Nick Brown's blog: Make Meta-Analysis Great Again

I first had this idea about 10 years ago. Don't ask me why I've sat on it for so long. (If you think it's stupid, feel free to mutter "You should have sat on it for a bit longer" under your breath.) This is a serious proposal, so probably I should be doing it with more than just a blog post, but here goes anyway. ¯\_(ツ)_/¯

I think that we^† should build a platform to make meta-analyses, systematic reviews, and potentially any other form of synthesis of the literature:

Replicable (i.e., I can check your working in a short amount of time).
Transparent (i.e., I can see all of your choices).
Sustainable (i.e., I can see how your results stand up five years later).

Here's the basic idea: Right now, most meta-analyses are done in Excel (or perhaps Google Sheets). But everyone builds that spreadsheet in their own format, and it's not easy for anyone else to use it. Moreover, everyone is reinventing the wheel every time. Everyone starts from scratch, reads all of the papers, tries to make sense of the results (which are often far from unambiguous), enters them with some degree of error, maybe uses a bit of R code to calculate the I² or draw the forest plot, and then files the spreadsheet away. If we're lucky they share the files on OSF, but they are only ever a snapshot.

I'm actually a fan of Excel for a lot of things, but not when structure is required. What I want to build is a platform that will make doing meta-analyses using a spreadsheet as obsolete as doing your ANOVA with a slide-rule. Something like GitHub for evidence.

I don't have a cute name for the project at this point. The (ironic) title of this post would give MMAGA, but I'm told by people who read the news that there might be some marketing issues there. I played around with various acronyms and they all sound a bit self-indulgent. So for the moment I will use the frankly appalling name (although everything will in fact be done in a relational database, so who knows) "SynthBase", in the hope that the first agenda item of the all-star committee that will shortly (right?) assemble to properly specify and build the system will be to choose a better name.

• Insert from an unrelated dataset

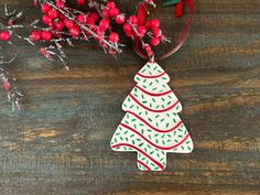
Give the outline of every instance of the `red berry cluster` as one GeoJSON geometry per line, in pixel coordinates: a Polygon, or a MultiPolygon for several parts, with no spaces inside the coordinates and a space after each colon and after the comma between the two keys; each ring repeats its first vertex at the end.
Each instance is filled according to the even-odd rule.
{"type": "MultiPolygon", "coordinates": [[[[77,0],[78,6],[84,6],[85,0],[77,0]]],[[[152,0],[145,0],[143,3],[154,4],[152,0]]],[[[153,52],[150,45],[156,46],[163,40],[160,22],[156,19],[147,20],[140,23],[137,15],[126,18],[126,14],[120,12],[117,4],[109,0],[106,3],[99,3],[95,0],[89,1],[89,11],[83,12],[74,8],[67,7],[65,0],[39,0],[43,12],[42,22],[47,25],[46,29],[37,28],[31,32],[30,40],[33,42],[69,42],[72,40],[97,41],[106,52],[110,54],[120,53],[120,37],[116,32],[115,25],[122,25],[127,36],[133,40],[139,39],[147,50],[147,53],[152,56],[153,52]],[[143,40],[150,40],[144,43],[143,40]]],[[[61,52],[58,44],[58,51],[61,52]]],[[[55,55],[47,47],[40,50],[46,57],[55,55]]],[[[59,57],[61,58],[61,57],[59,57]]]]}
{"type": "MultiPolygon", "coordinates": [[[[4,15],[1,15],[0,21],[0,42],[11,43],[11,35],[15,34],[15,29],[22,28],[22,25],[15,24],[15,21],[22,15],[22,12],[18,11],[9,11],[8,7],[4,8],[4,15]]],[[[0,46],[0,50],[6,48],[4,46],[0,46]]],[[[0,52],[0,65],[12,63],[15,59],[17,55],[11,54],[11,56],[4,56],[2,52],[0,52]]],[[[8,99],[12,104],[12,109],[20,109],[20,97],[22,96],[17,88],[13,86],[14,78],[12,78],[9,73],[0,66],[0,84],[2,84],[2,88],[7,91],[8,99]]]]}
{"type": "Polygon", "coordinates": [[[0,32],[0,41],[9,41],[11,39],[11,33],[9,31],[0,32]]]}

Here are the beginnings of the technical specification for SynthBase. It still needs a lot of work, but I think that the principles are solid. There are two key components.

The first component is the DOI. This is an existing almost^‡-unique identifier for pretty much every paper that we are likely to want to include in any synthesis of the literature. Yes, there are some very old papers that don't have DOIs, but we can either accept that those won't make the cut, or we can design an ad-hoc pseudo-DOI system to deal with them. Ditto for any recent papers in predatory journals that we might think are worth including anyway (hmmm). Within a paper we would need some structured, semi-structured, and unstructured ways to identify a data point, but this need not be a major obstacle. Humans (or perhaps AI, under human supervision) will be involved in identifying these data points, and it's a problem of finite complexity within any one paper.

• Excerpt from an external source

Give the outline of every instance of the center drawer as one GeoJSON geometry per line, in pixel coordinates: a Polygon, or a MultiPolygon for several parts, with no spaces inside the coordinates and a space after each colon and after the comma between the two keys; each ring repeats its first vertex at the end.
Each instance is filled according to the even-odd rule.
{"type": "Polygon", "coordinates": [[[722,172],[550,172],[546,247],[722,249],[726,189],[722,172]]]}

The second component is timestamping. In SynthBase, no data point is ever deleted, nor is it ever definitive. Rather, every record of everything that happens has a timestamp. When user A records that the effect size of result "R" from the study with DOI "D" is an OR of 2.5, the date/time when they did that is noted. When User B points out that according to their calculation the OR is in fact 0.4 (because user A got the ratio upside-down), that more recent date/time is noted. If a user wants to get the corrected version, they just turn the handle and the most recent value will be used. But if they want to see how you arrived at your result a year ago, they tell the report generator to use that date/time, and the old value will be used.

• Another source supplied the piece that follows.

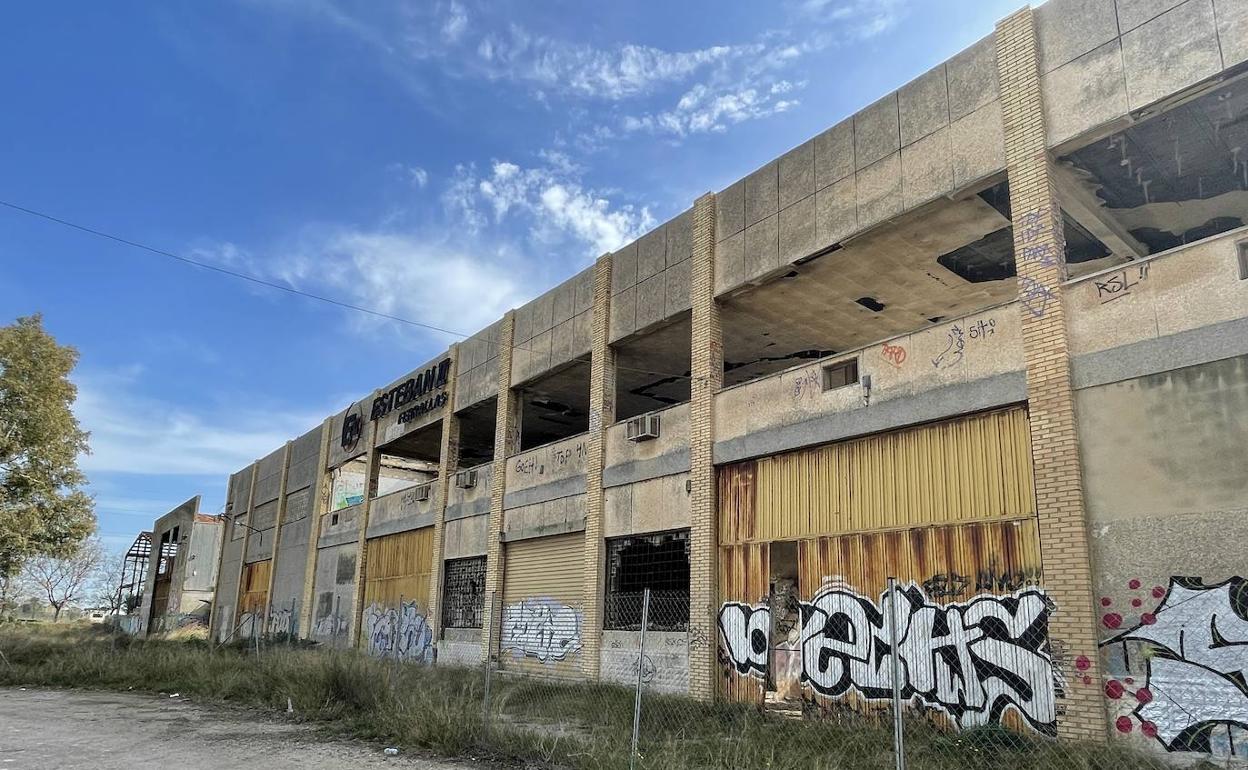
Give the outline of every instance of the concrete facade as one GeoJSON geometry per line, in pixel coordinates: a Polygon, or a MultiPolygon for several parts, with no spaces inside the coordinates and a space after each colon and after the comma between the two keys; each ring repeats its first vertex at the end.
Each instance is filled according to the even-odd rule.
{"type": "MultiPolygon", "coordinates": [[[[1248,649],[1248,166],[1229,155],[1248,141],[1246,20],[1244,0],[1050,0],[691,201],[232,475],[213,633],[237,625],[248,565],[272,559],[270,605],[302,602],[296,633],[353,645],[366,543],[432,527],[422,623],[438,663],[494,664],[503,646],[508,665],[610,681],[640,666],[703,700],[836,700],[801,655],[759,661],[734,629],[770,621],[778,597],[817,609],[837,580],[875,602],[827,555],[849,538],[1030,538],[1001,545],[1018,560],[1005,579],[915,558],[931,574],[912,573],[910,595],[938,612],[973,585],[967,602],[1042,618],[1038,640],[1015,640],[1032,695],[948,726],[1005,710],[1062,738],[1242,753],[1248,715],[1212,704],[1248,708],[1233,651],[1248,649]],[[1022,416],[1008,441],[1023,472],[985,448],[1007,439],[976,433],[1006,412],[1022,416]],[[916,431],[965,452],[937,456],[916,431]],[[884,463],[884,514],[845,532],[778,513],[791,500],[768,495],[814,509],[835,492],[814,470],[776,480],[807,462],[795,453],[869,438],[891,459],[837,457],[884,463]],[[894,490],[958,488],[953,467],[1001,470],[985,475],[1001,489],[970,492],[976,509],[1020,489],[1027,504],[991,514],[1003,523],[957,500],[905,513],[920,507],[894,490]],[[334,493],[348,482],[358,502],[334,493]],[[570,534],[577,580],[568,564],[505,574],[509,550],[534,564],[535,543],[570,534]],[[504,607],[507,585],[528,593],[504,607]],[[645,656],[629,609],[643,585],[669,592],[645,656]],[[514,638],[509,619],[539,612],[574,666],[514,638]],[[1208,644],[1171,649],[1171,630],[1208,644]],[[1171,663],[1149,670],[1141,650],[1158,649],[1171,663]],[[802,676],[768,689],[773,665],[802,676]],[[1173,698],[1114,698],[1127,679],[1173,698]]],[[[993,543],[966,545],[971,562],[996,559],[993,543]]]]}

Here is the workflow. As a researcher conducting a meta-analysis, you tell SynthBase to start a new synthesis and it creates a workspace. Next, you enter a DOI. If anybody has ever used that DOI within SynthBase before, you get an alert, and you can see (probably in stages of degree of detail) every other synthesis that has used results from that article. You can choose to trust an existing result (e.g., the effect of the intervention was d = 1.2) or you can propose an update (e.g., "I recalculated the effect size and it looks like d = 0.4"). Either way, you are recorded as having used or proposed a change to that information. Most importantly, if you, or a subsequent user of that result, proposes a different value, anyone who has used it (and anyone who signed up for updates) will get an alert, and any syntheses that are based on the previous value will be flagged as using numbers that not everyone agrees upon. (An important part of the design will be deciding how to deal with disagreements, and making the system at least moderately robust to trolling. But with everything being tracked and transparent, you can see when six serious senior PIs think it's 0.4 and @KrazyKarl420 thinks it's 1.2.)

When your synthesis is complete you can press a button and SynthBase will generate a variety of reports, as well as making a snapshot of the data that you used. All that the snapshot needs to contain is the date/time and a list of which records you have included; this will be delivered to you as a URL (although there will presumably also be a facility to export a CSV file). The reports could be interactive: Click a point in the forest plot and it will open the doi.org page of the article, or whatever (UI design is very definitely not one of my strengths).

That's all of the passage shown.